Lo sciopero dei pescatori, indetto dalla Federazione dei lavoratori dei trasporti (ITF), ha riguardato l’80% della flotta di proprietà dell’Unione europea, operante nel Golfo di Guinea e dell’Oceano Indiano.
I salari pagati ai pescatori – secondo la denuncia dei sindacati -, sono molto inferiori al minimo mensile di 658 dollari stabiliti dall’Organizzazione internazionale del lavoro (ILO), e contravvengono gravemente agli accordi di lunga data tra la Commissione UE e i paesi africani per promuovere pesca e occupazione sostenibili.
Molti pescatori senegalesi e della Costa d’Avorio, infatti, impiegati in navi francesi e spagnole, sono pagati, rispetto ai 658 dollari pattuiti, non oltre 219 dollari mensili, oppure 54 dollari la settimana.

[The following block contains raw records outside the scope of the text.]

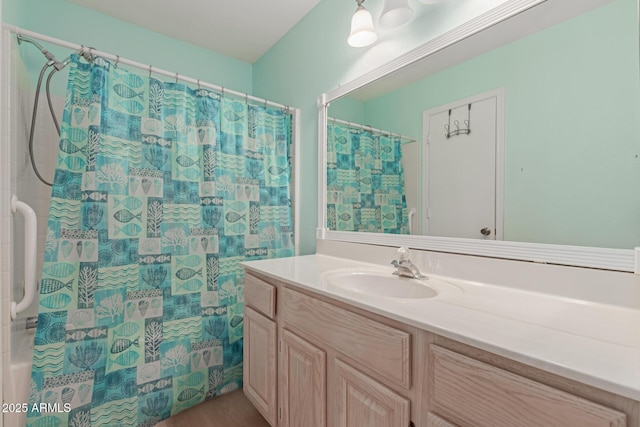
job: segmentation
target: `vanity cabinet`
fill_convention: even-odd
[[[245,395],[272,426],[410,425],[416,387],[407,330],[251,273],[245,319]],[[263,382],[276,372],[266,356],[274,330],[277,403]]]
[[[277,413],[276,323],[251,307],[244,310],[244,392],[271,425]]]
[[[430,426],[626,425],[621,412],[439,346],[429,360]]]
[[[640,402],[245,277],[244,391],[273,427],[640,427]]]
[[[280,330],[282,427],[327,425],[327,354],[287,329]]]
[[[333,362],[335,426],[409,425],[409,399],[338,358],[334,358]]]
[[[244,308],[244,393],[271,424],[276,425],[278,332],[275,322],[276,288],[246,275]]]

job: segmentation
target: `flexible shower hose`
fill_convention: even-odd
[[[44,66],[42,67],[42,70],[40,70],[40,75],[38,76],[38,84],[36,85],[36,93],[33,100],[33,114],[31,115],[31,130],[29,131],[29,159],[31,160],[31,166],[33,167],[33,171],[36,173],[36,176],[38,177],[38,179],[43,184],[48,185],[49,187],[52,187],[53,183],[45,180],[40,174],[38,167],[36,166],[35,155],[33,153],[33,136],[36,128],[36,117],[38,115],[38,100],[40,99],[40,87],[42,86],[42,77],[44,76],[44,73],[47,70],[47,68],[53,66],[54,64],[55,64],[54,61],[49,61],[46,64],[44,64]],[[58,71],[57,68],[54,67],[53,70],[49,73],[49,76],[47,76],[46,92],[47,92],[47,101],[49,104],[49,110],[51,111],[51,117],[53,118],[53,123],[56,126],[58,135],[60,135],[60,125],[58,124],[58,119],[53,109],[53,103],[51,102],[51,93],[49,91],[49,84],[51,82],[51,77],[53,77],[53,75],[57,71]]]
[[[53,124],[56,126],[56,131],[58,132],[58,136],[60,136],[60,124],[58,123],[58,118],[56,117],[56,112],[55,112],[55,109],[53,108],[53,103],[51,102],[51,89],[49,88],[49,85],[51,83],[51,77],[53,77],[53,75],[57,72],[58,72],[58,69],[56,67],[53,67],[53,70],[51,70],[51,72],[47,76],[47,84],[45,86],[45,91],[47,93],[47,103],[49,104],[49,111],[51,112],[51,118],[53,119]]]

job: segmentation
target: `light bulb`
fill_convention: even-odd
[[[412,16],[408,0],[385,0],[379,22],[383,27],[395,28],[409,22]]]
[[[349,46],[365,47],[378,40],[378,35],[373,27],[371,13],[362,5],[358,5],[356,13],[351,18],[351,33],[347,39]]]

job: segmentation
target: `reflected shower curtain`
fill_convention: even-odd
[[[53,411],[29,425],[151,426],[241,387],[238,263],[293,255],[290,126],[72,59],[30,394]]]
[[[409,234],[400,138],[329,119],[327,227]]]

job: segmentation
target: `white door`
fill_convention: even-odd
[[[425,111],[424,234],[502,239],[502,98],[492,91]]]

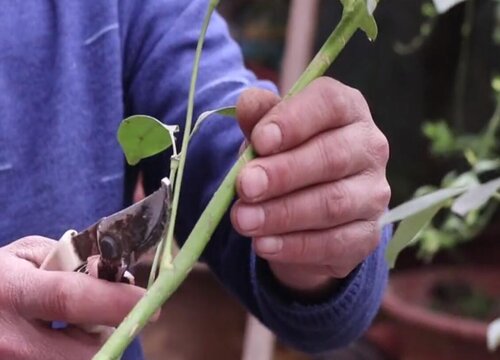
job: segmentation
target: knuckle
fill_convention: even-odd
[[[264,115],[274,105],[271,99],[277,101],[278,97],[269,90],[255,87],[246,89],[236,102],[237,118],[248,117],[249,111]]]
[[[385,166],[389,160],[389,141],[385,135],[377,129],[369,142],[369,150],[377,164]]]
[[[366,101],[363,93],[356,88],[349,88],[350,94],[350,106],[352,108],[352,112],[356,118],[356,120],[365,120],[368,122],[372,122],[372,117],[370,113],[370,107],[368,106],[368,102]]]
[[[363,96],[363,93],[357,88],[351,87],[349,89],[352,102],[356,105],[367,107],[366,99]]]
[[[294,184],[297,183],[297,177],[290,176],[290,174],[300,169],[302,164],[296,154],[290,154],[290,156],[286,157],[286,161],[281,164],[281,166],[278,163],[276,164],[277,168],[275,174],[273,174],[274,183],[272,186],[278,193],[285,193],[297,187]],[[273,180],[270,179],[270,181]]]
[[[343,143],[343,140],[339,142]],[[332,147],[334,143],[335,142],[332,141],[332,136],[329,134],[320,136],[318,141],[315,142],[318,158],[320,164],[322,164],[323,178],[329,178],[333,170],[344,173],[345,164],[350,160],[349,148],[338,146],[335,151],[333,151]]]
[[[330,142],[328,141],[325,136],[320,136],[318,138],[318,141],[315,143],[316,146],[316,153],[318,154],[318,159],[319,163],[321,164],[321,173],[322,177],[326,178],[332,171],[332,165],[333,165],[333,152],[330,151]],[[340,153],[344,153],[342,146],[339,146]],[[336,154],[336,156],[339,156],[339,154]]]
[[[379,215],[383,213],[387,206],[389,205],[389,201],[391,200],[391,187],[389,183],[384,178],[383,183],[381,185],[376,186],[370,192],[370,215]]]
[[[320,100],[321,112],[325,114],[334,112],[335,116],[330,117],[331,121],[345,119],[351,105],[349,93],[339,88],[337,81],[328,77],[318,79],[316,85],[315,91]]]
[[[381,189],[378,192],[378,202],[382,205],[382,211],[385,210],[385,208],[389,205],[389,202],[391,201],[391,196],[392,196],[392,191],[391,191],[391,186],[387,182],[386,179],[384,179],[384,184],[381,186]]]
[[[351,122],[359,119],[371,119],[368,103],[356,88],[344,85],[330,77],[321,77],[315,82],[316,93],[321,100],[321,110],[334,111],[336,118],[342,119],[341,123]]]
[[[347,195],[347,189],[342,182],[336,182],[324,188],[320,201],[323,216],[327,221],[333,223],[346,209],[349,209]]]
[[[330,178],[332,171],[335,171],[337,177],[347,175],[353,154],[345,133],[337,131],[335,135],[332,133],[321,136],[319,139],[317,146],[319,147],[319,158],[323,164],[323,175]]]
[[[365,251],[362,254],[362,258],[365,259],[377,248],[380,243],[380,227],[377,221],[366,221],[363,226],[366,246],[363,247]]]
[[[293,201],[288,197],[284,197],[279,202],[279,210],[277,210],[274,206],[266,208],[266,219],[272,219],[272,221],[266,225],[269,227],[272,226],[273,228],[277,227],[281,231],[287,231],[288,229],[291,229],[294,221]]]
[[[329,233],[327,233],[328,239],[325,241],[324,246],[324,261],[325,263],[332,263],[335,261],[337,264],[340,264],[341,259],[345,258],[345,255],[348,252],[348,248],[346,246],[346,242],[344,241],[342,231],[340,229],[335,229]]]
[[[330,106],[335,112],[335,116],[332,117],[332,120],[336,118],[336,121],[341,124],[349,122],[351,100],[345,93],[337,93],[335,97],[330,100]]]
[[[291,255],[298,259],[306,258],[309,255],[309,245],[309,237],[305,233],[297,234],[297,238],[293,241]]]

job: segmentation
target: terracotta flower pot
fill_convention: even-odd
[[[404,360],[489,360],[500,352],[486,348],[488,322],[431,310],[431,293],[437,284],[460,281],[489,297],[500,299],[500,266],[429,267],[391,276],[379,328],[391,354]],[[373,334],[372,334],[373,335]],[[375,332],[375,337],[380,339]]]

Oltre a protestare per la retribuzione da fame e per le condizioni di lavoro in una delle attività più pericolose nel mondo, hanno anche accusato la flotta dell’UE di condurre pratiche di pesca insostenibili.
Chiedono quindi alla Commissione dell’UE di ascoltare le testimonianze raccolte in questo senso delle organizzazioni non governative e condurre un’indagine seria.

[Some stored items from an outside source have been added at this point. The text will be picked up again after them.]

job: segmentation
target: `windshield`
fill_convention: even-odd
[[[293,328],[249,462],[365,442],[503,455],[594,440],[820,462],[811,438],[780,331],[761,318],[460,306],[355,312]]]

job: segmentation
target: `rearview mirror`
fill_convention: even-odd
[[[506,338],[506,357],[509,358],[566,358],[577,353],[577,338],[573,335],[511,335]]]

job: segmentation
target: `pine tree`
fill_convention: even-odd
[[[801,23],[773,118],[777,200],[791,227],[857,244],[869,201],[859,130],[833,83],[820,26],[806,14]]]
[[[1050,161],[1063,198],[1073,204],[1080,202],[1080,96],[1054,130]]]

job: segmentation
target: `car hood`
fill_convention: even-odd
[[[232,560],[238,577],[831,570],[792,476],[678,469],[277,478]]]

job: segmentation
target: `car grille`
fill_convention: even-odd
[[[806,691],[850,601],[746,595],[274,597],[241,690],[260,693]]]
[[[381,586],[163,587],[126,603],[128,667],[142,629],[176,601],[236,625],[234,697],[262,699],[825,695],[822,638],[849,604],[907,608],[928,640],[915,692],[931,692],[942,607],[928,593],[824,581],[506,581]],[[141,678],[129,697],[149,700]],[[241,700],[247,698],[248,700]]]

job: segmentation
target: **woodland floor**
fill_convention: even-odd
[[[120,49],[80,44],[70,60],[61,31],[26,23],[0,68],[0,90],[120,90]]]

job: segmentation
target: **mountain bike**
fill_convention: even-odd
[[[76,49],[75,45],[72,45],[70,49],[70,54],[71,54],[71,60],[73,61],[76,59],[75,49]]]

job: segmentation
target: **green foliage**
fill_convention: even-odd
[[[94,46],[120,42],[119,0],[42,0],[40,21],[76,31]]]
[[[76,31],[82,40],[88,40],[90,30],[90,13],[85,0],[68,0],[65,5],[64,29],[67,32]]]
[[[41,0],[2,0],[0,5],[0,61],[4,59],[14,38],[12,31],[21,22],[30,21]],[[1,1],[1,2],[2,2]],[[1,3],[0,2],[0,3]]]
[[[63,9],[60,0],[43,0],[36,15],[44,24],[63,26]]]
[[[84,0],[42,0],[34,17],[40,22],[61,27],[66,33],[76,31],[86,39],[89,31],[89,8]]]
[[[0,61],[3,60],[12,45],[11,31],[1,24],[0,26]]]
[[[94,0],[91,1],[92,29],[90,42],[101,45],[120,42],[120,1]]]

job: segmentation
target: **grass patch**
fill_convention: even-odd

Gli accordi per la pesca, noti come Accordi di partenariato per la pesca sostenibile (SFPA), fruttano fino a 5 milioni di euro all’anno e sono “immensamente redditizi” per le aziende francesi e spagnole, le cui navi sono autorizzate alla pesca del tonno in acque africane.

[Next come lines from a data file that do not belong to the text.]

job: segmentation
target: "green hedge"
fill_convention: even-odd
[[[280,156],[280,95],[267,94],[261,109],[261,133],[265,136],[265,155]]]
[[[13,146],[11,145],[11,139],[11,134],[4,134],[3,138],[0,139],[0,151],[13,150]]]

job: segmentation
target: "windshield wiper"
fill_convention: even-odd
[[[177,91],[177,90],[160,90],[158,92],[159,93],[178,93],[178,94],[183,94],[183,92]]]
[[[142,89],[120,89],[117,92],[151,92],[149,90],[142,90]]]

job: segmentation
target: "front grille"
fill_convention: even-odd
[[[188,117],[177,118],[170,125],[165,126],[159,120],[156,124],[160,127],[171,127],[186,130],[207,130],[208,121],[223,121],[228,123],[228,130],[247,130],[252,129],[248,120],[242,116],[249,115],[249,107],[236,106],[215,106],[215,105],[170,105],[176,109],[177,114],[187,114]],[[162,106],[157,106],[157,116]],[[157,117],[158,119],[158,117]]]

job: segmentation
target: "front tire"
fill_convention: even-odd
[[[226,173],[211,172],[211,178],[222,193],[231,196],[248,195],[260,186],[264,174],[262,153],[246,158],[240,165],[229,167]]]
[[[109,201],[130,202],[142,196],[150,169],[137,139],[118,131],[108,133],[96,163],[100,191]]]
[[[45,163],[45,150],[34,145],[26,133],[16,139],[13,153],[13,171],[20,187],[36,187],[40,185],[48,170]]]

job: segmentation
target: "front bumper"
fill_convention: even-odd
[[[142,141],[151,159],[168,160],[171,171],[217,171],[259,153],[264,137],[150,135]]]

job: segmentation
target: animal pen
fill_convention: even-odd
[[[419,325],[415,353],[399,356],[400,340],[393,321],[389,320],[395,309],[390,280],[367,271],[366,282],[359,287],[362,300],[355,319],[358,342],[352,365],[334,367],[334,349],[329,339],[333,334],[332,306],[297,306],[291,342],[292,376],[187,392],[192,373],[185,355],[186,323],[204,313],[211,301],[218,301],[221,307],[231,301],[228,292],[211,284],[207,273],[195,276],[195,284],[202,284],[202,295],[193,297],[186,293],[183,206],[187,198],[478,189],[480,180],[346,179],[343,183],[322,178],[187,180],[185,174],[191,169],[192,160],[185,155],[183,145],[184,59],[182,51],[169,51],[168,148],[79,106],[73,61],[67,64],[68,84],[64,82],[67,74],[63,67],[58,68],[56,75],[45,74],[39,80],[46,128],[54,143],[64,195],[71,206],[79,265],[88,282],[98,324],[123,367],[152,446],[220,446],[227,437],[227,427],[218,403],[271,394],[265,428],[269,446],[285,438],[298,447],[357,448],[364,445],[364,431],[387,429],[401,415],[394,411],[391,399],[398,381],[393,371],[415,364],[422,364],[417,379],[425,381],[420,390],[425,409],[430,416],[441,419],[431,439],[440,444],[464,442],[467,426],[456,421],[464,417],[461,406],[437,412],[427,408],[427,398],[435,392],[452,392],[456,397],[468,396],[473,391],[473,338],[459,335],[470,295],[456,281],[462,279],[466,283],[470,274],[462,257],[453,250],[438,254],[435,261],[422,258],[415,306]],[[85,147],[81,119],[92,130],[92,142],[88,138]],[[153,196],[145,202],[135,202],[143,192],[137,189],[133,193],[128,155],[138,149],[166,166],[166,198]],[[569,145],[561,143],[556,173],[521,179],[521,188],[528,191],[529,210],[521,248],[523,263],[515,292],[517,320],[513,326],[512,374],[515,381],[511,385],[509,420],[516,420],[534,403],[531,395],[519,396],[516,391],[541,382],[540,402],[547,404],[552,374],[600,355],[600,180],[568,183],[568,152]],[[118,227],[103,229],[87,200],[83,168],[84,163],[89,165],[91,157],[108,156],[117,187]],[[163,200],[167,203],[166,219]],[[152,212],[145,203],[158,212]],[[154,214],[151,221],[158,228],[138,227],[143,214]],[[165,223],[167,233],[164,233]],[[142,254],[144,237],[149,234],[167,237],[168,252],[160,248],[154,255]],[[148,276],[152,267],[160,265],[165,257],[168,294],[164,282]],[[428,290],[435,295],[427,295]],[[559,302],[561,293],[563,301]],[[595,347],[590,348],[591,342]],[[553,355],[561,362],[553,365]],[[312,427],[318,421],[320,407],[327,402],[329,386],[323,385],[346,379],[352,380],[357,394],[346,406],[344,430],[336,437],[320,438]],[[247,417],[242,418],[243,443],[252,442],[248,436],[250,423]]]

Dal canto suo Opagac, un’organizzazione spagnola che rappresenta i produttori di tonno congelato, ha negato che l’equipaggio sia pagato meno del minimo stabilito dall’ILO o che si sia verificata qualsiasi violazione degli accordi di pesca.
Nel frattempo lo sciopero di quattro giorni è stato sospeso e poi revocato dai sindacati dei pescatori, in seguito alla mediazione delle autorità senegalesi e della Costa d’Avorio.
Questo dopo la proposta di pagare all’equipaggio salari mensili equivalenti a circa 490 dollari, oltre a bonus speciali.
Non è la prima volta che emergono denunce di pratiche di pesca illecite e non sostenibili. In un rapporto diffuso lo scorso ottobre, la Financial Transparency Coalition puntava il dito contro la potente compagnia di pesca del tonno spagnola Albacora SA definendola tra le prime 10 società del mondo coinvolte in presunta pesca illegale, cioè non segnalata né regolamentata.
Anche in quel caso si chiedeva all’UE, firmataria degli accordi, di indagare su queste società.
Nessuna violazione invece per Julio Morón, amministratore delegato di Opagac, che rappresenta Albacora, Nicra e Petusa, tre compagnie spagnole che possiedono navi che operano sulla base degli Accordi di partenariato per la pesca sostenibile.